‘Sometimes I think I’d be less lonely living in an enclosed convent than in small-town Ireland’
Those living alone are not simply ageing bachelor farmers, we are out there in the middle of everything
The downpour comes out of nowhere, cats and dogs hurtling from the skies, so I’ve abandoned my daily walk and am pulling up in my the driveway where I find myself saying: “Don’t worry, Áine, you had a big walk on Bertra beach yesterday. You eejit.”
Nothing unusual about that.
Talking to myself, I mean. It is when the conversation continues that I stop in my tracks, chuckle to myself.
“How about some kettle bells before dinner?” I’m asking the arched eyebrows in the vanity mirror.
“Then, you can have one glass of wine.”
“But that’s it, just one,” I add emphatically.
Sometimes I think I’d be less lonely living in an enclosed convent than in small town Ireland.
I am an expert tutor of existential angst
It may be an 11th-hour vocation but at least in the fading cloisters of religious orders there would be the connectedness of a communal prayer, the clatter of dishes during dinner, that faith-filled feeling there is a God somewhere out there in the cosmos being benign and benevolent over a bedraggled species called humans.
Of course, I know I’m not alone in my sole searching solitariness. I am an expert tutor of existential angst. Just ask my O’Malley daughters: the pirate princesses. When they have had their moments, bad hair days, their hearts broken by un-empathetic assholes, pre-menstrual surges, I easily access some of my life-experience files and dole out advice like a grand matriarch waving her wand.
“Life is like a Samuel Beckett play, girls. We are inevitably going towards the Endgame while Waiting for Godot!”
Naturally, they raise their eyebrows in a “what the hell is she on about now?” way and change the subject to talk of surf forecasts – the middle princess; whether Lenny, her cat, is gay – the youngest princess; and pregnancy heartburn – the oldest princess.
We sometimes wear looks of inscrutable mystery or, if the caffeine hasn’t kicked in, casual indifference
The 2016 census found that 399,815 people in Ireland live alone, with the number of people aged over 65 having increased by 102,174 over the previous five years, more than twice the rate of the 15-64 age group. The reality is those living alone are not simply ageing bachelor farmers tending to cattle far up some grassy boreen or Peig Sayers lookalikes who smoke clay pipes and pine for De Valera’s vision of comely maidens and céilis at the crossroads.
No, this expanding constituency is out there in the middle of everything: in boardrooms and offices, classrooms and gyms, supermarket aisles and airplanes. We have children and chihuahuas, ex-husbands and new lovers, plans to cross the Alps barefooted and fantasies about George Clooney tiring of Amal, and lots of Marks and Spencers dinners-for-one in the freezer.
We are there in cafes reading our books or scrolling through our phones. We sometimes wear looks of inscrutable mystery or, if the caffeine hasn’t kicked in, casual indifference.
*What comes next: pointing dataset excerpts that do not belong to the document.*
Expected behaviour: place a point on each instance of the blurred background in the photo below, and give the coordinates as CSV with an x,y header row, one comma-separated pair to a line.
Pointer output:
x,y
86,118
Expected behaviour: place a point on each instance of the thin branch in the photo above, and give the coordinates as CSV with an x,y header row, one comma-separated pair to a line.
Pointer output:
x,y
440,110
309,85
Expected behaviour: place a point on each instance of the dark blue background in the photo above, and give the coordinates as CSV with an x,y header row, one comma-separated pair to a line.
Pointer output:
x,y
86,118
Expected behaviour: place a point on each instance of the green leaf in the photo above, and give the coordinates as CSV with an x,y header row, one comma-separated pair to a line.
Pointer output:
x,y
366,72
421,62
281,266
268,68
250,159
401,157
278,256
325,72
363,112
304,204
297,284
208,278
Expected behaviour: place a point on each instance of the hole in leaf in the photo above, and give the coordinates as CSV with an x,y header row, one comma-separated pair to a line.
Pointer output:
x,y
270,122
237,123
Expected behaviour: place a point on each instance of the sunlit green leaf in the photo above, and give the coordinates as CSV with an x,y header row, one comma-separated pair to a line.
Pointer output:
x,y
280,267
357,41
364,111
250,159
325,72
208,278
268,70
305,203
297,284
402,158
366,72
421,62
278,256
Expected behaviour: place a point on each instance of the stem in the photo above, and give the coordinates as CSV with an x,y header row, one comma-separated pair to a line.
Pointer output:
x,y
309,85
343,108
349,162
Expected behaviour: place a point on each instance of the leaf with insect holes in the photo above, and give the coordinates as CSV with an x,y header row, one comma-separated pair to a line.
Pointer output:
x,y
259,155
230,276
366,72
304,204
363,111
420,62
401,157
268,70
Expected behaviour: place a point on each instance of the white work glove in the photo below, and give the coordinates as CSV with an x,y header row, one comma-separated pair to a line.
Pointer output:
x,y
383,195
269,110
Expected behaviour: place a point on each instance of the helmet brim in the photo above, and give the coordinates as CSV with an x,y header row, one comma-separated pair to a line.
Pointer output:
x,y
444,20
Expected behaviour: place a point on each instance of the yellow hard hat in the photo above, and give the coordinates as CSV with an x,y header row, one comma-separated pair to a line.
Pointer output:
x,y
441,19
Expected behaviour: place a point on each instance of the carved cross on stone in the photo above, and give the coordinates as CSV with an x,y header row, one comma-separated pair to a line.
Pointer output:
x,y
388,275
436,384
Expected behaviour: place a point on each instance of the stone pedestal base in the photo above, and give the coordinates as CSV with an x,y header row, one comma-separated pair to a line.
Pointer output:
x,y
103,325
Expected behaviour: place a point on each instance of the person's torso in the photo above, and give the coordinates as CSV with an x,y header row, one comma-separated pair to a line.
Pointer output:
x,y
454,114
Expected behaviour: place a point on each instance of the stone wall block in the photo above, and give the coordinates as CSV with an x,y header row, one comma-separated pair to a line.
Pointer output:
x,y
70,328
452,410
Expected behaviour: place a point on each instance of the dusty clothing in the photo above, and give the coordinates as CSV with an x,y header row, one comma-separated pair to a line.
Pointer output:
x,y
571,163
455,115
We are the ones who are super friendly to the waitress, smile at the baby in the high-chair at the next table, say, “No, of course it is no problem if someone else sits at the empty sit opposite us”.
We are the ones too who decide to have another coffee. “Best make it decaffeinated.”
Their self-confidence is not blighted by post-colonial schizophrenia. Civil War politics is a vague chapter in a history lesson
Pretend to be engrossed in our books while we are really earwigging the couple at the next table.
In today’s case, the hot looking dude has just had a cryotherapy session, the pain in his groin has eased and she’s happy about that, but still thinks he could do with another deep tissue massage.
“Fancy that spicy tofu and kale dish this evening?”, she says touching his knee.
He nods approval, stands up – a little stiffly – and heads towards the counter to pay their bill.
Their coupledom is like a corporate logo. It’s all American Apparel, Converse and Levis and lots of lean muscle. They are the generation of influencers. Their self-confidence is not blighted by post-colonial schizophrenia. Civil War politics is a vague chapter in a history lesson they yawned through in secondary school.
Out of the blue an image of broadcaster Olivia O’Leary flashes before me. She repeats a comment she made in an Irish Times interview two years ago: “I think that the world generally has become a bit more ageist. As you get older, you suddenly realise that you become invisible to people. You’re not used to that.”
“But it’s not just ageism, is it?” I mutter to my coffee dregs.
Lonely living doesn’t discriminate against anyone.